Le président de la formation de jugement a dispensé le rapporteur public, sur sa proposition, de prononcer des conclusions à l'audience.
Les parties ont été régulièrement averties du jour de l'audience.
Le rapport de M. Hervé Cassara, premier conseiller, a été entendu au cours de l'audience publique.
Considérant ce qui suit :
1. M.A..., ressortissant guinéen, a déclaré être né le 10 décembre 1999 et être entré le 3 mars 2016 sur le territoire français. Il a fait l'objet d'un placement auprès de l'aide sociale à l'enfance à compter du 29 avril 2016, et ce jusqu'au 10 décembre 2017, date présumée de sa majorité. Il a sollicité le 9 août 2017 la délivrance d'un titre de séjour sur le fondement de l'article L. 313-15 du code de l'entrée et du séjour des étrangers et du droit d'asile. Par arrêté du 8 janvier 2018, le préfet du Nord lui a refusé la délivrance d'un titre de séjour, l'a obligé à quitter le territoire français dans un délai de trente jours et a fixé le pays à destination de l'éloignement.
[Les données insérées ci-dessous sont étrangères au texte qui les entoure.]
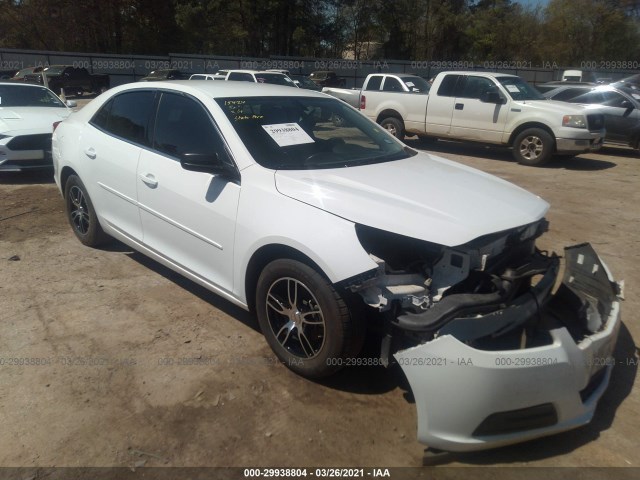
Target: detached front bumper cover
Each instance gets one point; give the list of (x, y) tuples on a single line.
[(472, 399)]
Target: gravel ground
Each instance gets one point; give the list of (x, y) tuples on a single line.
[(130, 364)]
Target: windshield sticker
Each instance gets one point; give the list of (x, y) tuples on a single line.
[(287, 134)]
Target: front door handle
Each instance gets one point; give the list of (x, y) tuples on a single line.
[(149, 179), (90, 152)]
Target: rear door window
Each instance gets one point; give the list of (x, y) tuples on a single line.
[(127, 116)]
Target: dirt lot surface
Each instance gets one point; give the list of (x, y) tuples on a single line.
[(128, 364)]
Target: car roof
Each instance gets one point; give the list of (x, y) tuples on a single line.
[(479, 73), (223, 89), (20, 84), (255, 72)]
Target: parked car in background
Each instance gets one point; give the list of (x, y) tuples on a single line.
[(385, 82), (74, 81), (20, 74), (620, 106), (579, 76), (327, 78), (206, 76), (27, 115), (632, 82), (165, 74), (492, 108), (259, 76), (305, 82), (7, 74), (548, 86), (246, 190)]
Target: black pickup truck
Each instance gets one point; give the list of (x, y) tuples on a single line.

Le préfet du Nord relève appel du jugement du 9 mai 2018 par lequel le tribunal administratif de Lille a notamment annulé son arrêté.
2. Aux termes des dispositions de l'article L. 313-15 du code de l'entrée et du séjour des étrangers et du droit d'asile : " A titre exceptionnel et sauf si sa présence constitue une menace pour l'ordre public, la carte de séjour temporaire prévue au 1° de l'article L. 313-10 portant la mention " salarié " ou la mention " travailleur temporaire " peut être délivrée, dans l'année qui suit son dix-huitième anniversaire, à l'étranger qui a été confié à l'aide sociale à l'enfance entre l'âge de seize ans et l'âge de dix-huit ans et qui justifie suivre depuis au moins six mois une formation destinée à lui apporter une qualification professionnelle, sous réserve du caractère réel et sérieux du suivi de cette formation, de la nature de ses liens avec sa famille restée dans le pays d'origine et de l'avis de la structure d'accueil sur l'insertion de cet étranger dans la société française. Le respect de la condition prévue à l'article L. 313-2 n'est pas exigé ".
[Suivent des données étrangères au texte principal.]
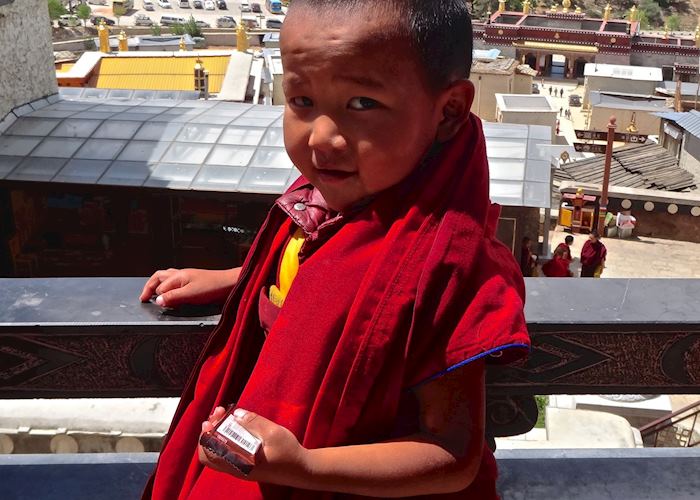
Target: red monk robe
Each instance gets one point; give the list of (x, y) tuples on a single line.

3. Lorsqu'il examine une demande de titre de séjour portant la mention " salarié " ou " travailleur temporaire ", présentée sur le fondement de ces dispositions dans le cadre de l'admission exceptionnelle au séjour, le préfet vérifie tout d'abord que l'étranger est dans l'année qui suit son dix-huitième anniversaire, que sa présence en France ne constitue pas une menace pour l'ordre public, qu'il a été confié à l'aide sociale à l'enfance entre l'âge de seize ans et dix-huit ans et qu'il justifie suivre depuis au moins six mois une formation destinée à lui apporter une qualification professionnelle. Disposant d'un large pouvoir d'appréciation, il doit ensuite prendre en compte la situation de l'intéressé appréciée de façon globale au regard notamment du caractère réel et sérieux du suivi de cette formation, de la nature de ses liens avec sa famille restée dans le pays d'origine et de l'avis de la structure d'accueil sur l'insertion de cet étranger dans la société française. Il appartient seulement au juge administratif, saisi d'un moyen en ce sens, de vérifier que le préfet n'a pas commis d'erreur manifeste dans l'appréciation qu'il a portée.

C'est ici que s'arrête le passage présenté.